Recent Posts
Recent Comments
Popular Articles
About Me
Posted by Ankur Shah in I’ve been having a hard time getting sshd to accept logins on a Windows 7 x64 box. The problems ranged from the error mentioned in the subject line (“/bin/bash: permission denied” appearing during logins) to silent failures during password authentication, during which the ssh
connection would simply be closed by the instance of Cygwin sshd running on my machine.
As it turns out, all my problems were caused by the fact that the sshd_server user being created by the ssh-host-config script was not being given all the required privileges. I’m not sure why, but I found an online description of the rights required by sshd_server and used the
“editrights” utility to grant them. I then deleted my ~/.ssh directory (definitively to erase the known_hosts file), restarted sshd, and everything began to work perfectly.
Unfortunately, I neglected to record which privileges had been granted to the sshd_server user on my system before I started granting additional ones, but as far as I remember sshd_server only had 2 or so of the 8 privileges granted.
In case the information helps anyone else, here is a list of the privileges that the sshd_server user appears to need:
SeIncreaseQuotaPrivilege
SeTcbPrivilege
SeAssignPrimaryTokenPrivilege
SeCreateTokenPrivilege
SeServiceLogonRight
SeDenyInteractiveLogonRight
SeDenyNetworkLogonRight
SeDenyRemoteInteractiveLogonRight
To determine which privileges sshd_server has on your system, use this
command:
editrights -u sshd_server -l
And here are the commands necessary to grant the above privileges to
sshd_server:
editrights -a SeTcbPrivilege -u sshd_server
editrights -a SeAssignPrimaryTokenPrivilege -u sshd_server
editrights -a SeCreateTokenPrivilege -u sshd_server
editrights -a SeDenyInteractiveLogonRight -u sshd_server
editrights -a SeDenyNetworkLogonRight -u sshd_server
editrights -a SeDenyRemoteInteractiveLogonRight -u sshd_server
editrights -a SeIncreaseQuotaPrivilege -u sshd_server
editrights -a SeServiceLogonRight -u sshd_server
very well information you write it very
clean. I’m very lucky to get this information from you.
Thanks Ankur. Great article!
Btw, the list of privileges that the sshd_server user needs is defined in:
/usr/share/csih/cygwin-service-installation-helper.sh
The above script is called by the install script for sshd: ssh-host-config
I believe the privileges are only required if sshd is configured to use “privilege separation”, though it is most likely less secure to run sshd without “privilege separation”.
In our case, we suspect that some of the required privileges on the sshd_server user were being deleted periodically, perhaps by some “helpful” security auditing software, which is quite likely as we’re in a large corporate environment
Cheers,
Nick
Actually, I just confirmed, a privileged user *is* created, even when “privilege separation” is used for sshd.
Cheers,
Nick
Correction to my post above (dated June 25th, 2010 at 2:10pm):
A privileged user is created by ssh-host-config, regardless of whether the answer to the “privilege separation” question is “yes” or “no”.
Cheers,
Nick
@Ankur Shah: I experienced the same problem several times by now. For me it seems as if the sshd-host-config script isn’t able to set these privileges correctly on Domain Controllers. After I used the editrights commands above I was able to render sshd usable on all trouble-machines.

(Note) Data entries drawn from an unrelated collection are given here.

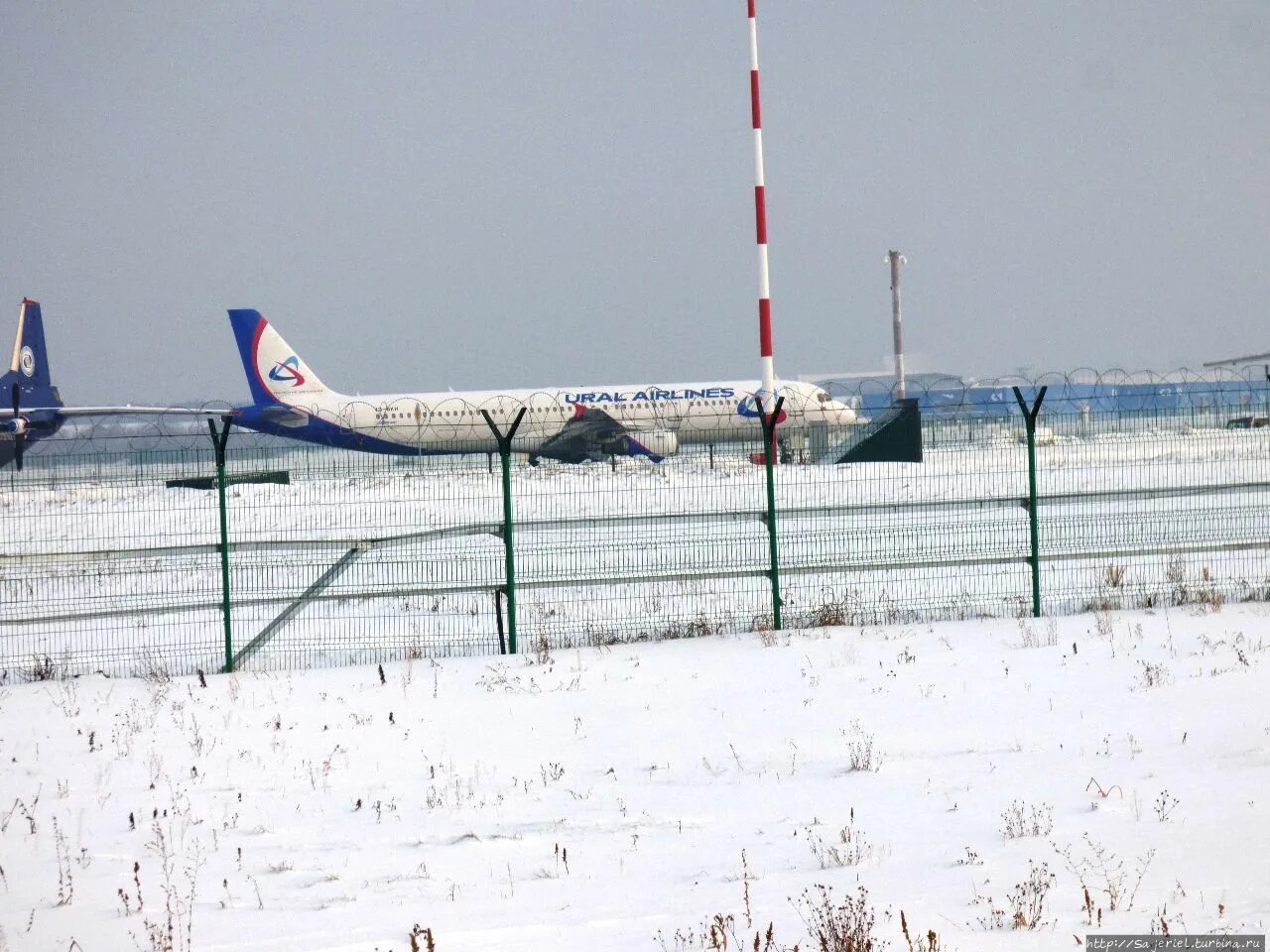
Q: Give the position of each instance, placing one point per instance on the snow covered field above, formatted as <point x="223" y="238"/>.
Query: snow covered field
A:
<point x="104" y="571"/>
<point x="970" y="775"/>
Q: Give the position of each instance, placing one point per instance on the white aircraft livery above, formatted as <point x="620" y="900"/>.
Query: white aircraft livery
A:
<point x="572" y="424"/>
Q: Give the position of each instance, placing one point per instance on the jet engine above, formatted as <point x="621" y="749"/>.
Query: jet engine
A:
<point x="657" y="442"/>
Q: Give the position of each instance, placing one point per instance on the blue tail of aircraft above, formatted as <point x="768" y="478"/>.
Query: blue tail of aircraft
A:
<point x="28" y="366"/>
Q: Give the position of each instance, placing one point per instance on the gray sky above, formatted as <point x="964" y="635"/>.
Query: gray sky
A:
<point x="495" y="194"/>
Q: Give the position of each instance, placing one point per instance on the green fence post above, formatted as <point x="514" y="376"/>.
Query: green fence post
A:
<point x="770" y="421"/>
<point x="218" y="440"/>
<point x="504" y="454"/>
<point x="1030" y="424"/>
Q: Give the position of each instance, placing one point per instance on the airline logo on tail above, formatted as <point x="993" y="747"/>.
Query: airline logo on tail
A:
<point x="287" y="372"/>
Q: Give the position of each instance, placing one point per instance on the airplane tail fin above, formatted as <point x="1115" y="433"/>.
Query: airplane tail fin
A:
<point x="275" y="372"/>
<point x="28" y="367"/>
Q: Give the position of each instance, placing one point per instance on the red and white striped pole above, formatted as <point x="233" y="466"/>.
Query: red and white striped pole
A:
<point x="765" y="304"/>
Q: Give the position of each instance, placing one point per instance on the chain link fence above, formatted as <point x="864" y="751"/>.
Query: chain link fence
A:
<point x="111" y="536"/>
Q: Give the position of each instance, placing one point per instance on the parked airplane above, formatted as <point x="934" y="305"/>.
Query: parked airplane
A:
<point x="36" y="411"/>
<point x="572" y="424"/>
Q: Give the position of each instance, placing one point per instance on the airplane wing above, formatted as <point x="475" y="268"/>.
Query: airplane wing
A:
<point x="8" y="414"/>
<point x="590" y="435"/>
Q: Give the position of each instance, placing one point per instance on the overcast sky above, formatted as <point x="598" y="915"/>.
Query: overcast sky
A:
<point x="494" y="194"/>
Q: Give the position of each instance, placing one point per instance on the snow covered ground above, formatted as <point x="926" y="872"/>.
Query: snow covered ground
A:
<point x="102" y="571"/>
<point x="970" y="775"/>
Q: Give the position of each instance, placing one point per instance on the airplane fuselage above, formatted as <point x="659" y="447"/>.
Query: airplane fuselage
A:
<point x="452" y="421"/>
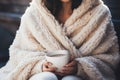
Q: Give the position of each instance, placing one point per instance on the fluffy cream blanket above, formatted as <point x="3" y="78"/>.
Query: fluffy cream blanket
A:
<point x="88" y="35"/>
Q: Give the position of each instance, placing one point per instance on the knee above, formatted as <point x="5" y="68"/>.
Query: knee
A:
<point x="71" y="78"/>
<point x="44" y="76"/>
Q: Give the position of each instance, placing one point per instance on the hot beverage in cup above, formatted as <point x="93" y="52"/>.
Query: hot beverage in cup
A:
<point x="58" y="58"/>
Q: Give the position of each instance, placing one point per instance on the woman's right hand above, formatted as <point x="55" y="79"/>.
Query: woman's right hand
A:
<point x="47" y="67"/>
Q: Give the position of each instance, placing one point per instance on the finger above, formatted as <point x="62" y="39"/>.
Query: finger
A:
<point x="52" y="69"/>
<point x="67" y="69"/>
<point x="61" y="74"/>
<point x="72" y="58"/>
<point x="73" y="63"/>
<point x="47" y="64"/>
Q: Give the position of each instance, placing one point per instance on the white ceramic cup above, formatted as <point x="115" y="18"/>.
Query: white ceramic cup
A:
<point x="58" y="58"/>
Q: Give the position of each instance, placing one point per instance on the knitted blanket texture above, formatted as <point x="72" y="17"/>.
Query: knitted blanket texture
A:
<point x="88" y="34"/>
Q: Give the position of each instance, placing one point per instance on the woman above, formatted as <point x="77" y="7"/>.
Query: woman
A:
<point x="82" y="27"/>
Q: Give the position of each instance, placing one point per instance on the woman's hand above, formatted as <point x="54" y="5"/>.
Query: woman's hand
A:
<point x="70" y="68"/>
<point x="47" y="67"/>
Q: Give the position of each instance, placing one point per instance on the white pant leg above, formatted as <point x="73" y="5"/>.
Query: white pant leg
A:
<point x="71" y="77"/>
<point x="44" y="76"/>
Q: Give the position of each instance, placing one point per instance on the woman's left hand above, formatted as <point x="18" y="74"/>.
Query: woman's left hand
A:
<point x="70" y="68"/>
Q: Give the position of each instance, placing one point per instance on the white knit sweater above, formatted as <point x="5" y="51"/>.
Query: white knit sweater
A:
<point x="88" y="34"/>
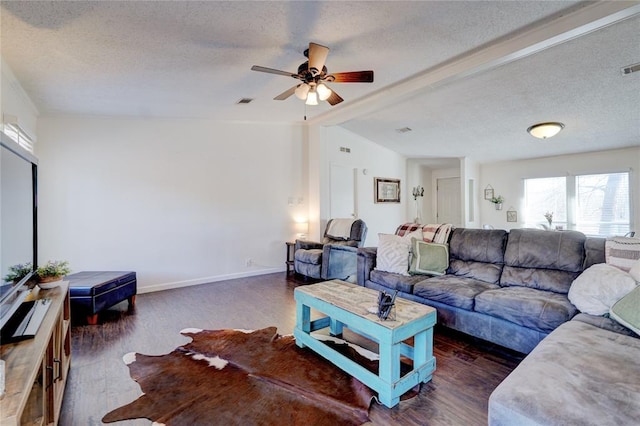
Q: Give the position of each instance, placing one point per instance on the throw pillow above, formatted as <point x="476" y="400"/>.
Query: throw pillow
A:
<point x="599" y="287"/>
<point x="429" y="258"/>
<point x="393" y="254"/>
<point x="635" y="271"/>
<point x="622" y="252"/>
<point x="627" y="312"/>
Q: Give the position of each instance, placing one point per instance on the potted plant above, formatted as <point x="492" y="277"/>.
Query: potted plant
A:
<point x="52" y="271"/>
<point x="497" y="201"/>
<point x="18" y="272"/>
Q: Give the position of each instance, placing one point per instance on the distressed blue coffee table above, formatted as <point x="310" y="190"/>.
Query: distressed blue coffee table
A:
<point x="345" y="304"/>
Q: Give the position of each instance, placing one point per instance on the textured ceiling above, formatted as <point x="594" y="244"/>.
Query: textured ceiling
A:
<point x="193" y="59"/>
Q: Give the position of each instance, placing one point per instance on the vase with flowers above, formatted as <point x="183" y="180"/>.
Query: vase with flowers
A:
<point x="51" y="272"/>
<point x="549" y="217"/>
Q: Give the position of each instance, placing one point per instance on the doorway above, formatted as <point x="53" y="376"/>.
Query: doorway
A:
<point x="448" y="207"/>
<point x="342" y="198"/>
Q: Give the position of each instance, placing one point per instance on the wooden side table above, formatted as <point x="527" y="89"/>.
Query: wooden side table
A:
<point x="291" y="247"/>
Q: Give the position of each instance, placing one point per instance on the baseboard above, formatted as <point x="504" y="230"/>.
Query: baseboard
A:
<point x="205" y="280"/>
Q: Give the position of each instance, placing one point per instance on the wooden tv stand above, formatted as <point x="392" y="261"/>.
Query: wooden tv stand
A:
<point x="36" y="369"/>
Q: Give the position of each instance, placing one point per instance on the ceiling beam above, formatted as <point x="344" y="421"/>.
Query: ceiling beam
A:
<point x="584" y="19"/>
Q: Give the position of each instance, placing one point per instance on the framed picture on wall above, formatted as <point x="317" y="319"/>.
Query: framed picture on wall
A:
<point x="386" y="190"/>
<point x="488" y="193"/>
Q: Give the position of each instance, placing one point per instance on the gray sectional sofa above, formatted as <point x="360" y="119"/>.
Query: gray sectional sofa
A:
<point x="511" y="288"/>
<point x="508" y="288"/>
<point x="586" y="372"/>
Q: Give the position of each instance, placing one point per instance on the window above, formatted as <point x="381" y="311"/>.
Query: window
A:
<point x="545" y="195"/>
<point x="16" y="133"/>
<point x="597" y="204"/>
<point x="602" y="204"/>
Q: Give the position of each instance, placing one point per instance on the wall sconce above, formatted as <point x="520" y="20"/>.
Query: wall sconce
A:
<point x="301" y="228"/>
<point x="418" y="191"/>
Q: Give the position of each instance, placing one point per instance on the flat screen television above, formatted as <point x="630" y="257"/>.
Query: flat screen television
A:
<point x="18" y="221"/>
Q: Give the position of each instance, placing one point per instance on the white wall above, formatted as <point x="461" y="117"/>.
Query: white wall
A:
<point x="506" y="178"/>
<point x="377" y="161"/>
<point x="179" y="201"/>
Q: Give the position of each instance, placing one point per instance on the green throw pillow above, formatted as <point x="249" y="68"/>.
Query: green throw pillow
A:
<point x="627" y="312"/>
<point x="428" y="258"/>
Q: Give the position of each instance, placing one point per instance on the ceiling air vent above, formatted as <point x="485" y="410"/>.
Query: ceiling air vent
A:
<point x="631" y="68"/>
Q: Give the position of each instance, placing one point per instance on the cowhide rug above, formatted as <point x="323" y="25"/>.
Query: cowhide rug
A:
<point x="238" y="377"/>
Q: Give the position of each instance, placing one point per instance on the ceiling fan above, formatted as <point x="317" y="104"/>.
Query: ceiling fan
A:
<point x="314" y="76"/>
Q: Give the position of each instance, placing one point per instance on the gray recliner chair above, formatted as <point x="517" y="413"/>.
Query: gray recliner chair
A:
<point x="336" y="256"/>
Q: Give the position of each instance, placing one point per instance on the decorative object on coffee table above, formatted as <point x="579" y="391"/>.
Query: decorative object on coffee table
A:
<point x="345" y="304"/>
<point x="385" y="305"/>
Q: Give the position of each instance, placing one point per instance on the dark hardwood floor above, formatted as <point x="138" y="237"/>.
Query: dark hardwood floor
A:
<point x="467" y="369"/>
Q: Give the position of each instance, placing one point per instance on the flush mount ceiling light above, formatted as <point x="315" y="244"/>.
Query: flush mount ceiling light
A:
<point x="545" y="130"/>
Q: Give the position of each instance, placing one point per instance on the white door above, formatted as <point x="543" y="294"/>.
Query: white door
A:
<point x="342" y="197"/>
<point x="448" y="201"/>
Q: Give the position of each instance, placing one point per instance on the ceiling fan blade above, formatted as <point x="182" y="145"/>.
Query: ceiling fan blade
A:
<point x="284" y="95"/>
<point x="351" y="77"/>
<point x="317" y="57"/>
<point x="274" y="71"/>
<point x="334" y="99"/>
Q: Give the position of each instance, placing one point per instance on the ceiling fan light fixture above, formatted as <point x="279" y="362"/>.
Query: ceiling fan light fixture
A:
<point x="301" y="91"/>
<point x="312" y="98"/>
<point x="323" y="92"/>
<point x="545" y="130"/>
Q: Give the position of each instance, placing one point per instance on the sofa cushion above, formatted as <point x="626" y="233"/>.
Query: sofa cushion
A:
<point x="599" y="287"/>
<point x="478" y="245"/>
<point x="395" y="281"/>
<point x="578" y="375"/>
<point x="622" y="252"/>
<point x="487" y="272"/>
<point x="312" y="256"/>
<point x="477" y="253"/>
<point x="605" y="323"/>
<point x="546" y="260"/>
<point x="428" y="258"/>
<point x="627" y="310"/>
<point x="529" y="307"/>
<point x="452" y="290"/>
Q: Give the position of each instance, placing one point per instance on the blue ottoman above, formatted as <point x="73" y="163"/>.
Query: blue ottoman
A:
<point x="93" y="291"/>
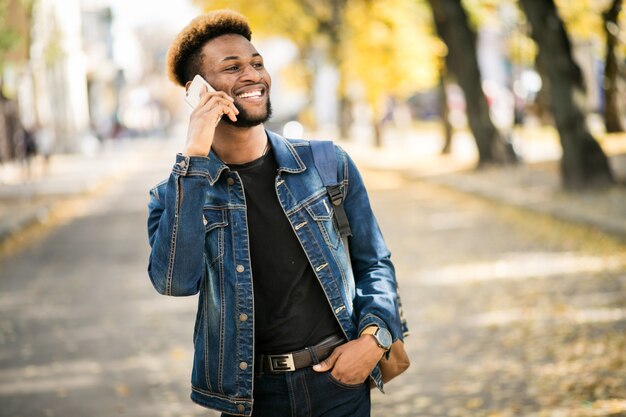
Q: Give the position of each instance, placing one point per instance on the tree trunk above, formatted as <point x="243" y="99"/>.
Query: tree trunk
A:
<point x="444" y="114"/>
<point x="612" y="120"/>
<point x="453" y="28"/>
<point x="584" y="164"/>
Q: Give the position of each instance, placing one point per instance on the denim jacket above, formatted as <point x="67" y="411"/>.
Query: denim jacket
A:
<point x="198" y="235"/>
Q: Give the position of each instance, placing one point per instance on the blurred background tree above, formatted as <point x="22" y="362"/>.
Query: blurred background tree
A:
<point x="583" y="164"/>
<point x="612" y="68"/>
<point x="453" y="27"/>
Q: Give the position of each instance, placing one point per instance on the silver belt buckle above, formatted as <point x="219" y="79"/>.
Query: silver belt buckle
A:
<point x="281" y="363"/>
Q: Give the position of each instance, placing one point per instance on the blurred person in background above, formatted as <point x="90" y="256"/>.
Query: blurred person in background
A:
<point x="284" y="327"/>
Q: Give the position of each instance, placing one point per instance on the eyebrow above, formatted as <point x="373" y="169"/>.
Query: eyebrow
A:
<point x="235" y="57"/>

@Nicholas Fone: YES – the privileges may be overwritten by group policies pushed from the each Domain Controller. This mustn’t be caused by auditing software. Just check back with the Microsoft Infrastructure Admins of your company – they could even setup a domain user account to be used with the local sshd-installs for you (easier managemen: only one user for all sshd-installs instead of one local account on each sshd-enabled machine).